As others see it: Take unallotment to the courtsIt’s time for some state advocacy groups or unions to take their complaints of the governor’s approach to balancing the budget to court. It would be in their best interest and really in the best interest of all Minnesotans.
By: Mesabi Daily News of Virginia, Worthington Daily Globe
It’s time for some state advocacy groups or unions to take their complaints of the governor’s approach to balancing the budget to court. It would be in their best interest and really in the best interest of all Minnesotans.
Gov. Tim Pawlenty has decided to use his line-item veto power and unallotment power to fill a $2.7 billion hole in the two-year budget. The vast majority of those billions will come through unallotment — an executive branch power that allows a governor to block funds already given legislative approval but not yet spent when the new cycle dawns on July 1.
Unallotment has been rarely used in Minnesota history — once by Gov.
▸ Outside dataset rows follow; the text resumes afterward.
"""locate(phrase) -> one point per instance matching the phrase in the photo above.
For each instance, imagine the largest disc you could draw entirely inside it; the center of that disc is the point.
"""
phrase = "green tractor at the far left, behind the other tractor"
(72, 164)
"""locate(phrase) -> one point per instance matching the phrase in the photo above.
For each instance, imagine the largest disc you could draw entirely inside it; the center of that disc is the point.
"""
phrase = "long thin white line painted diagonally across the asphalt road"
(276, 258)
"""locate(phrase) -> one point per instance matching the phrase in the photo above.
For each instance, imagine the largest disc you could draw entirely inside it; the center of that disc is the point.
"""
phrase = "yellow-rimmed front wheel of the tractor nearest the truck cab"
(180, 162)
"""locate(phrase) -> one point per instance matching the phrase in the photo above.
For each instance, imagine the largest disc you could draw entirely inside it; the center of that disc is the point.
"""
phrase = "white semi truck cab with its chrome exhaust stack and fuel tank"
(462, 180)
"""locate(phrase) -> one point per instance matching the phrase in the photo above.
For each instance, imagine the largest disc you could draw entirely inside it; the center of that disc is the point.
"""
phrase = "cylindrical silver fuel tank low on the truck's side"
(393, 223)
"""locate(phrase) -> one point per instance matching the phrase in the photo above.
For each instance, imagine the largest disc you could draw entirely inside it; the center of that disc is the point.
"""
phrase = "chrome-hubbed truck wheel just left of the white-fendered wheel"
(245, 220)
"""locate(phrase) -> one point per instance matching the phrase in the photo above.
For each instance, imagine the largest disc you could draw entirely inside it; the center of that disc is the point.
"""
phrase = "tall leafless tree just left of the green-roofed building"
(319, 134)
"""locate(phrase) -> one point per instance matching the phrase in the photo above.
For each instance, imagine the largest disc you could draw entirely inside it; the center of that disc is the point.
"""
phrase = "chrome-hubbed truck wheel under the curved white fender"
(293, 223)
Pawlenty and a handful of times in emergency situations in the past. But it has never been used to such a degree. In the past, budget deals were reached but financial circumstances changed between then and the start of a new fiscal year that necessitated unallotment. State law requires a balanced budget and forbids deficit spending.
Pawlenty critics allege that he is using unallotment as an abusive tool of the executive branch, rather than a last-step measure.
They raise a good issue. But it’s not one that can be settled in the court of public opinion. It needs to be settled in the courts ... period. ...
But that can only be done if a court case is filed. And there are plenty of groups and unions out there who are talking the talk in that regard but now need to walk the walk.